4.3. Por terem os teóricos da informação convergido para um estudo quantitativo do tema e

os linguistas voltando-se aos aspectos culturais e psicológicos, distingue-se a comunicação

como a transferência de informação daquela que contempla a compreensão da mensagem,

mediante uma óptica objetiva e subjetiva. Essa interessa aos linguistas, para os quais a

compreensão da mensagem seria fundamental, já que se preocupam com as relações na

comunicação; aquela é importante para os engenheiros, cujo objetivo é viabilizar o equipamento

para a transmissão da mensagem, sendo irrelevante a sua absorção pelo destinatário.

5. A discussão sobre o conceito de serviços vem ocorrendo há algumas décadas. De um

lado tem-se o conceito econômico de serviços, segundo o qual a materialidade da exação

resultaria da exclusão do que não estivesse abarcado no conceito de obrigações mercantis, isto

é, daquela obtida de forma residual a partir de uma perspectiva econômica.
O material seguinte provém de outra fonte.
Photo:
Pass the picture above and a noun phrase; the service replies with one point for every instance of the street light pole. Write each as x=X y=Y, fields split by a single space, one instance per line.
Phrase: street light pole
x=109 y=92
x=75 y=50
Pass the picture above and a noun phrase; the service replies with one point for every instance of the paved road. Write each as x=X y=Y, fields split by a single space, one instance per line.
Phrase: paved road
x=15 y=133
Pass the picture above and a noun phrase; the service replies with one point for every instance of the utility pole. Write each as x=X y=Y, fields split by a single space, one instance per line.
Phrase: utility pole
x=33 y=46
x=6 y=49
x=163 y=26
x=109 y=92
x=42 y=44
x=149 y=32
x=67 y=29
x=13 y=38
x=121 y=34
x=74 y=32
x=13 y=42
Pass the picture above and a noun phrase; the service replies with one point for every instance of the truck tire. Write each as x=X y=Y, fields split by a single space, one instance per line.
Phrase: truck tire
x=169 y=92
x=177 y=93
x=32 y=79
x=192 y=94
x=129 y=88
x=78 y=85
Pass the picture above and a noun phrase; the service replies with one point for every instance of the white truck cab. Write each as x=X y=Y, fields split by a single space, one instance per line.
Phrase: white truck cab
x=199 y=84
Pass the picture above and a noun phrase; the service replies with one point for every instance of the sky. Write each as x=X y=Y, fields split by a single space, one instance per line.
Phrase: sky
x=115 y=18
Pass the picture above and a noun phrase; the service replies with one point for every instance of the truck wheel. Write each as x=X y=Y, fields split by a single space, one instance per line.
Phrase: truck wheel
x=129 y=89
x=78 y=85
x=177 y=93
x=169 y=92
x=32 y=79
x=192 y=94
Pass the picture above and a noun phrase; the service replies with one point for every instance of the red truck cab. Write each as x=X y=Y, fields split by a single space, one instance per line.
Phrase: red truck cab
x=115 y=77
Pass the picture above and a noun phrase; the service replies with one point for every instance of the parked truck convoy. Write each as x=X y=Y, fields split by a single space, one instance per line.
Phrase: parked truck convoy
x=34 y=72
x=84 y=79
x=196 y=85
Do outro, tem-se a

conceituação de prestação de serviços oriunda do direito privado, que segrega as obrigações

entre as de fazer e as de dar, concepção a qual acredita-se ter o texto constitucional incorporado.

158

5.1. Prestação de serviço é tributável, para assim o ser, se faz necessário o preenchimento

dos seguintes requisitos: (i) ter cunho econômico; (ii) ser produtiva de utilidade para terceiros;

(iii) tratar-se de um esforço pessoal, consubstanciado num fazer, traduzido num ato ou conjunto

de atos; (iv) ser em favor de outrem, isto é, uma obrigação irreflexiva; (v) não configurar relação

de emprego; e (vi) reger-se pelo Direito Privado.

5.2. Verificou-se que o dissenso doutrinário o qual, de um lado, apregoa o “conceito

econômico de serviço” e, do outro, sustenta um conceito exclusivamente jurídico, fazendo uso

dos institutos de direito privado para inquirir o alcance e extensão da expressão mencionada

pelo constituinte, decorre da tentativa de implantar o modelo de tributação europeu, sem,

contudo, realizar o devido exame acerca dos aspectos distintivos entre a forma de organização

do Mercado Comum Europeu e a nossa Federação.
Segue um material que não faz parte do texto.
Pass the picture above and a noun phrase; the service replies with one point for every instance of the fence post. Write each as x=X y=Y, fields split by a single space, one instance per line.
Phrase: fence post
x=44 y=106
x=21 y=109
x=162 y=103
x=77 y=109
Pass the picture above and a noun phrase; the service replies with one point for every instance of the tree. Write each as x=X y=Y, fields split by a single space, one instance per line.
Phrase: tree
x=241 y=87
5.3. Muito embora se verifique a aplicação do “conceito econômico de serviço” por ocasião

do julgamento do Recurso Extraordinário nº 651.703/PR, não se verifica, no âmbito da

jurisprudência da Suprema Corte, o completo abandono da dicotomia civilista entre as

obrigações de dar e fazer como critério para circunscrição do campo de incidência do ISS.

5.4. A Constituição Federal, em seu art. 156, III, outorgou aos Municípios a competência

para a instituição de imposto sobre “serviços de qualquer natureza, não compreendidos no art.

155, II, definidos em Lei Complementar”, de sorte que se cogita a incidência desse imposto

somente sobre os fatos enquadráveis no conceito de “serviço tributável”, situados fora do campo

de incidência do ICMS e, ainda, enumerados na lista de serviços anexa à Lei Complementar.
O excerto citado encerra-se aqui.